Hence the slope of $$PQ$$ is $$\tan 60^{\circ}= \sqrt{3}$$.

Equation of the chord through $$S(1,0)$$ with this slope:
$$y-0=\sqrt{3}(x-1)\; \Longrightarrow\; y=\sqrt{3}(x-1) \; -(1)$$

The points $$P(x_1,y_1)$$ and $$Q(x_2,y_2)$$ lie on the parabola, so substitute $$y$$ from $$(1)$$ into $$y^{2}=4x$$:

$$\bigl[\sqrt{3}(x-1)\bigr]^{2}=4x$$
$$3(x-1)^{2}=4x$$
$$3x^{2}-6x+3-4x=0$$
$$3x^{2}-10x+3=0 \; -(2)$$

Solving $$(2)$$:
Discriminant $$D=(-10)^{2}-4\cdot3\cdot3=100-36=64$$.
$$x=\dfrac{10\pm8}{2\cdot3}=\dfrac{10\pm8}{6}$$ gives
$$x_1=3,\; x_2=\dfrac{1}{3}$$.

Since point $$P$$ lies in the first quadrant, we take $$x_1=3$$.
Using $$(1)$$, $$y_1=\sqrt{3}(3-1)=2\sqrt{3}$$.
Thus $$P(3,\,2\sqrt{3})$$.

Consider the circle having $$PS$$ as a diameter.
If two points $$A(x_1,y_1)$$ and $$B(x_2,y_2)$$ are the ends of a diameter, the centre is the midpoint $$M\bigl(\tfrac{x_1+x_2}{2},\tfrac{y_1+y_2}{2}\bigr)$$ and the radius is $$\tfrac{1}{2}AB$$.
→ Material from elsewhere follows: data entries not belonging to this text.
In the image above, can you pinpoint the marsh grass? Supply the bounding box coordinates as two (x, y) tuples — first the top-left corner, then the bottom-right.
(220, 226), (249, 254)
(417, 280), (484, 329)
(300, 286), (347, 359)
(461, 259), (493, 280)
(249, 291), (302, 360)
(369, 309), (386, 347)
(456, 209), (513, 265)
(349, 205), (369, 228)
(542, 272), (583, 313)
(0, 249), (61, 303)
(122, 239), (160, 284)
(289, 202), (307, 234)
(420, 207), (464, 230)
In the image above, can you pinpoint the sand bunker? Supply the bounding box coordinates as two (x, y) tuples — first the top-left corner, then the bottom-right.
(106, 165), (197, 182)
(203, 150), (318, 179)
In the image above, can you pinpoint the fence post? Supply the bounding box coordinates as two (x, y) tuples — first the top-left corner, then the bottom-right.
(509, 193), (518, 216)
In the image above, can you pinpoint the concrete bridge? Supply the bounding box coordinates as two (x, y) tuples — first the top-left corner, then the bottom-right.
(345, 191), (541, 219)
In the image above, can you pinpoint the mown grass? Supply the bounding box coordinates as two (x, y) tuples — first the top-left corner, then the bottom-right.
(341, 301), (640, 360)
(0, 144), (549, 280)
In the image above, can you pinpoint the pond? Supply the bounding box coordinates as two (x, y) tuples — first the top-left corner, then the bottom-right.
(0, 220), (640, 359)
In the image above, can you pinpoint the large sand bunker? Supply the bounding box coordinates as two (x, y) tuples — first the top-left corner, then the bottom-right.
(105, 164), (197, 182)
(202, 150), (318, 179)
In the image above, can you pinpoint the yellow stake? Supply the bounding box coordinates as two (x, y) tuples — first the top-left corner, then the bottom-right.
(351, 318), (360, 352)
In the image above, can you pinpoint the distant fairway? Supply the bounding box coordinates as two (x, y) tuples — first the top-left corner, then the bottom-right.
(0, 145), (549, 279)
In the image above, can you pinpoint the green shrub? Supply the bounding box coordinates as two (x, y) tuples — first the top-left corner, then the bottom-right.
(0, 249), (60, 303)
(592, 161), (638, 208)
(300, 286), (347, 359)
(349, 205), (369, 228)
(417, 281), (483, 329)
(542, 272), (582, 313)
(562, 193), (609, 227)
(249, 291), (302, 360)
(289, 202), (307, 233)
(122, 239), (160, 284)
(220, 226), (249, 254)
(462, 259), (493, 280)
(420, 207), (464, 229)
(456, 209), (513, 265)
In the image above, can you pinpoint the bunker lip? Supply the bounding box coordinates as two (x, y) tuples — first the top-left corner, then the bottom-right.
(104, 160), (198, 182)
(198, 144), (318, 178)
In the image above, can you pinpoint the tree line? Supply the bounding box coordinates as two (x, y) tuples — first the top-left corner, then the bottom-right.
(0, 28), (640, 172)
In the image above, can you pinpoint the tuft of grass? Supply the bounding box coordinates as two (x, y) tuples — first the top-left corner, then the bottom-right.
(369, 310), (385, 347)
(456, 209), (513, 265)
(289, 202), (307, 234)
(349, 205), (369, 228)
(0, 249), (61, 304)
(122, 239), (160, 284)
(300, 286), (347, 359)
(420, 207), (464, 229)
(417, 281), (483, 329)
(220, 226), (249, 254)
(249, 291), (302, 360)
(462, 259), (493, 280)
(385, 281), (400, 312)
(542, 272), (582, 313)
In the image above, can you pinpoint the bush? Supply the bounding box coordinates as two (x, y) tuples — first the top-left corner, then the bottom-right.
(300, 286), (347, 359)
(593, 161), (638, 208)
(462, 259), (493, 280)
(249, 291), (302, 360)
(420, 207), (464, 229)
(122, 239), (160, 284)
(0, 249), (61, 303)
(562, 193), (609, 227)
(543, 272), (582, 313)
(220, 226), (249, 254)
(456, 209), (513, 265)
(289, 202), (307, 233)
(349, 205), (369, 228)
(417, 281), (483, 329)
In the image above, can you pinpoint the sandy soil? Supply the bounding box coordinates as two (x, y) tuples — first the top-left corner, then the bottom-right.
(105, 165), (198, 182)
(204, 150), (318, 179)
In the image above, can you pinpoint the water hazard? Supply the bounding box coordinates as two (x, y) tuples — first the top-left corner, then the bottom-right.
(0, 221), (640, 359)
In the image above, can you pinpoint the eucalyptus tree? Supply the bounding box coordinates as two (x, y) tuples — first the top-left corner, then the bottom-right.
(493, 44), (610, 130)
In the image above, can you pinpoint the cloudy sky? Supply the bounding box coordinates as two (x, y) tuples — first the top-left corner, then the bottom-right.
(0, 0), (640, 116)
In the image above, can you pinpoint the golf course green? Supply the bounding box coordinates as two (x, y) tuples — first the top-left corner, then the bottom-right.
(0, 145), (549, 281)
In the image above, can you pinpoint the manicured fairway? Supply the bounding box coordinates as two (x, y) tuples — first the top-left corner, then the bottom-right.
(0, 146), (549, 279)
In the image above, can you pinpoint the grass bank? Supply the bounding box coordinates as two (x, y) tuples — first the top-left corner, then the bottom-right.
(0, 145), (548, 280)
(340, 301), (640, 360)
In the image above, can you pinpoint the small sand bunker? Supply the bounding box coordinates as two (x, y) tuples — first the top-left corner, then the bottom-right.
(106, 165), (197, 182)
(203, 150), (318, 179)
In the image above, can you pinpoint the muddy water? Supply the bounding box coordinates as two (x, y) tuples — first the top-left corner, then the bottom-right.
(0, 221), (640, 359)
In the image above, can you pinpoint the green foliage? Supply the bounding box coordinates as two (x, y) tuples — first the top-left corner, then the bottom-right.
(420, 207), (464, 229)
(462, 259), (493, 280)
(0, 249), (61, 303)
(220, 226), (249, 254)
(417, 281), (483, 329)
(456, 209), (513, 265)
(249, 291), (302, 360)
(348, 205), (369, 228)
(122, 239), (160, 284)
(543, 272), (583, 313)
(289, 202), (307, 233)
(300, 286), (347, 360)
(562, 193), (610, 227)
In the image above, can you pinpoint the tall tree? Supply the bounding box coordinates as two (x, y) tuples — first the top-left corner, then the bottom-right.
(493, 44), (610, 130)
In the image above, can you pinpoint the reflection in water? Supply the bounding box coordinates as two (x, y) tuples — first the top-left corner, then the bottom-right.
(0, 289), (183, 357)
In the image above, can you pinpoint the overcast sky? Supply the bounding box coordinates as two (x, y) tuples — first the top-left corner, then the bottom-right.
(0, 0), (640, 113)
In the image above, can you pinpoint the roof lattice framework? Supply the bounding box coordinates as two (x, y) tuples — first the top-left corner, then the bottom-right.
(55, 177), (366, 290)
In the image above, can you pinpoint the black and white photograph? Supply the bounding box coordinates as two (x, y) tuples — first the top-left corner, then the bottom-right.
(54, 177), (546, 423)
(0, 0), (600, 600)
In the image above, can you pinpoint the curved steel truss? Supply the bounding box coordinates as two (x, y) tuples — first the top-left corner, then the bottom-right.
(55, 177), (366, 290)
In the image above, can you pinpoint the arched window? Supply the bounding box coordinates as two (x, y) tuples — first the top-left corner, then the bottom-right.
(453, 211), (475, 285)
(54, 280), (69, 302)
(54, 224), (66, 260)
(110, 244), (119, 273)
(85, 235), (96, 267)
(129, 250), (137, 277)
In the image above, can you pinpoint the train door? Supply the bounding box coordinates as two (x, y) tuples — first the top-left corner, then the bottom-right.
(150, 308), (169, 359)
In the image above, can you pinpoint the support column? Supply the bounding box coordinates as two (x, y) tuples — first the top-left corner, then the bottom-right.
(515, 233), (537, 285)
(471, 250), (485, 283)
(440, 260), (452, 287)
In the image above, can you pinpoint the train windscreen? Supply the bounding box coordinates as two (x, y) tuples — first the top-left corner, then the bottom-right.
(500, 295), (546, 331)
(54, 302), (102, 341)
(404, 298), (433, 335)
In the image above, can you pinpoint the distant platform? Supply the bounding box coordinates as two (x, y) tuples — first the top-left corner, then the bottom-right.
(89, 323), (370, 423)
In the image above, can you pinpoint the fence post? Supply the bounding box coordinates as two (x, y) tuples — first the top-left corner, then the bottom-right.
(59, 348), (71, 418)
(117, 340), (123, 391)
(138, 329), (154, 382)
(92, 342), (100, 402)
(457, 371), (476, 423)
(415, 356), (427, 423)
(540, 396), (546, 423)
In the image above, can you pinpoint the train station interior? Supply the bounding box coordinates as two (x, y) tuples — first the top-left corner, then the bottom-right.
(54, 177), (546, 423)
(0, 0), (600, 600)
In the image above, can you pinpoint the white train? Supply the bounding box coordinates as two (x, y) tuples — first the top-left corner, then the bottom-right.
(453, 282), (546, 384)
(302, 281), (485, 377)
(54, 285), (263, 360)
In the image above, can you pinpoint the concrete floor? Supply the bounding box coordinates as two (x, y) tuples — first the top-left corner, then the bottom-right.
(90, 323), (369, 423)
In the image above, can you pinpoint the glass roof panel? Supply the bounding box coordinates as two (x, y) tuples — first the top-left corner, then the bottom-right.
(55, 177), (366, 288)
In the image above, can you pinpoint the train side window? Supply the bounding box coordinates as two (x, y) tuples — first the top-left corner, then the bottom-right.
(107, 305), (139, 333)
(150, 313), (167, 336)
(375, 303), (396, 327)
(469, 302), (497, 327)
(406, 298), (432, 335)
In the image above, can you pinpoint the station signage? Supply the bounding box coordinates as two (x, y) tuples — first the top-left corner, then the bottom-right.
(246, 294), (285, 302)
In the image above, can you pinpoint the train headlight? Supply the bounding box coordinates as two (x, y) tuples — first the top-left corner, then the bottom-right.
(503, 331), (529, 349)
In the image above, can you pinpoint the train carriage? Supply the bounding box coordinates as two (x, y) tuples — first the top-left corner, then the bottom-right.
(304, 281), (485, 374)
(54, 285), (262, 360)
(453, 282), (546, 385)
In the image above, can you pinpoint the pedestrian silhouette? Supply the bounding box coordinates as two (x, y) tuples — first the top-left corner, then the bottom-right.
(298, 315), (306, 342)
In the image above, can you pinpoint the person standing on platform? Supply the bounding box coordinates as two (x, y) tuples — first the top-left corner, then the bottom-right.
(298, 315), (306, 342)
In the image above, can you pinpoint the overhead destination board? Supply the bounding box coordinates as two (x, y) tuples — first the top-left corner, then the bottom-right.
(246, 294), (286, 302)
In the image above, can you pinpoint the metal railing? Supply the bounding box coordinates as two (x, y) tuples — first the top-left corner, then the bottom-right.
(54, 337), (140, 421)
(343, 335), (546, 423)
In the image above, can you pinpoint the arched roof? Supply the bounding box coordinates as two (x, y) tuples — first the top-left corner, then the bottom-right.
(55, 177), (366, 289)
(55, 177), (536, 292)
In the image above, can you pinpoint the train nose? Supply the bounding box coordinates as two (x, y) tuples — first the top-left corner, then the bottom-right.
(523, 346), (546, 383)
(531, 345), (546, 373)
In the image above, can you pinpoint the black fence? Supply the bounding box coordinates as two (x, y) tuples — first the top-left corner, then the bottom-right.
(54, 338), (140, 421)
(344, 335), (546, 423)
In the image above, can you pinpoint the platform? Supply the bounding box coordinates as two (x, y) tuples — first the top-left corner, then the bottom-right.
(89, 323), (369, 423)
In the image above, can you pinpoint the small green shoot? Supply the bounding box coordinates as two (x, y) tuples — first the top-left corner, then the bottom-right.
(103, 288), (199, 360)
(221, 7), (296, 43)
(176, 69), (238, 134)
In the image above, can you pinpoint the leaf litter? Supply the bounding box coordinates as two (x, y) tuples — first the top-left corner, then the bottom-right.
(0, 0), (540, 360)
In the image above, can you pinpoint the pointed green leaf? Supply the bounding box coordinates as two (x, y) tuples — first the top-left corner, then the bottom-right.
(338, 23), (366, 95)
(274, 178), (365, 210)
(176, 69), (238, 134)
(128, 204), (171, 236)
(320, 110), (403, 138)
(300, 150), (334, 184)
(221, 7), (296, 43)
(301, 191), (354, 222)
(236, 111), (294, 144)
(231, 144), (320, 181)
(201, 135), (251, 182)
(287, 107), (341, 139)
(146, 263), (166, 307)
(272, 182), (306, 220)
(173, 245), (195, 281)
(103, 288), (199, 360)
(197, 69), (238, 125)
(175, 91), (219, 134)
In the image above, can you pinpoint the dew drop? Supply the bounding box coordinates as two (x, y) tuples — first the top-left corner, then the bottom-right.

For $$P(3,2\sqrt{3})$$ and $$S(1,0)$$:
Centre $$M\left(\dfrac{3+1}{2},\dfrac{2\sqrt{3}+0}{2}\right)=(2,\sqrt{3})$$.
Radius $$R=\dfrac{1}{2}\sqrt{(3-1)^{2}+(2\sqrt{3}-0)^{2}}=\dfrac{1}{2}\sqrt{4+12}=2$$.

The circle is to touch the $$y$$-axis.
For a circle with centre $$(h,k)$$ and radius $$R$$, tangency to the line $$x=0$$ (the $$y$$-axis) requires $$|h|=R$$ and the point of contact is $$(0,k)$$.

Here $$h=2$$ and $$R=2$$, so the condition is satisfied.
Hence the touching point is $$(0,\alpha)=(0,k)=(0,\sqrt{3})$$, giving $$\alpha=\sqrt{3}$$.

Finally,
$$5\alpha^{2}=5(\sqrt{3})^{2}=5\cdot3=15$$.

Therefore, the value of $$5\alpha^{2}$$ is $$15$$, which corresponds to Option A.